Gun sales have slid into "Trump slump" since the election.
The number of gun background checks, which offer a rough indicator for overall firearms sales, has dropped for each month but one, compared with last year, reported The Guardian.
The only exception was May, when a suicide bomber killed 22 people at an Ariana Grande concert in Britain.
The marketing director for one firearms manufacturer based in Oklahoma said the market seems to be saturated, and he said gun owners have gotten "complacent" with Donald Trump as president instead of Barack Obama.
“The fact that everyone perceived Obama to be anti-gun and wants to take your gun rights away made everybody buy, buy, buy until everybody had a surplus,” said Jeremiah Blasi, of Mid America Armament. “Nobody’s as concerned that we’re going to lose gun rights in the immediate future."
Blasi told The Guardian his company's sales are down 25 percent, compared to last year, and sales at gun shows were off by 50 percent.
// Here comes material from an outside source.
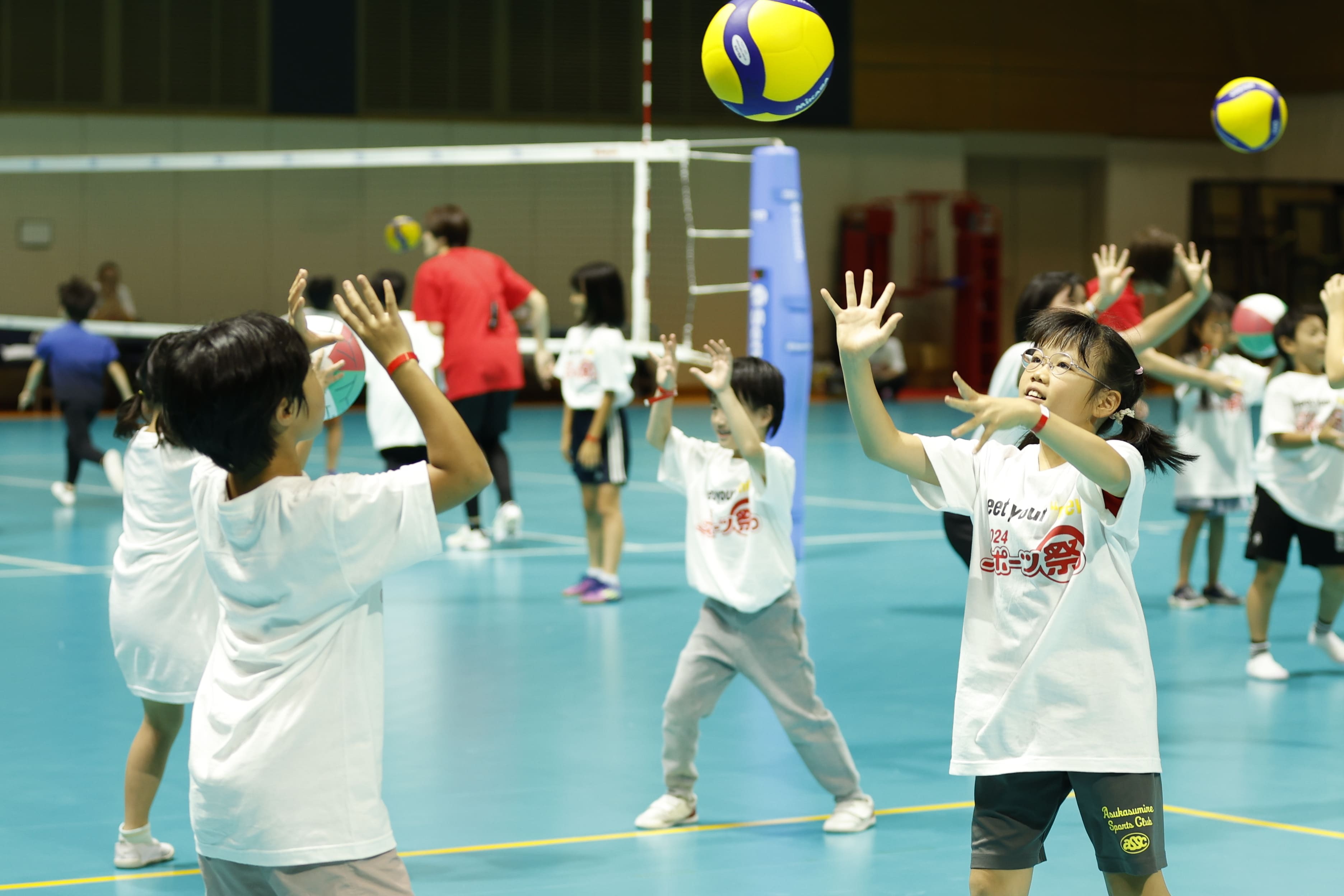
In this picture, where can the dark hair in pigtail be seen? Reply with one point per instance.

Stock prices for Sturm Ruger and American Outdoor Brands Corporation, formerly Smith & Wesson, dropped steeply after the election and remain down following a rebound in the spring.
Despite the drop since last year, the newspaper reported, gun sales remain relatively high compared to the period between 1998 and 2009, before Obama took office.
The spokesman for the National Shooting Sports Foundation, the firearms industry trade association, said 2017 remains on track to be the second- or third-highest year for sales since the background check system began.
Americans owned at least 265 million guns in 2015, according to recent surveys, although some estimates say the number is even higher.
Just 3 percent of Americans own about half of all U.S. guns.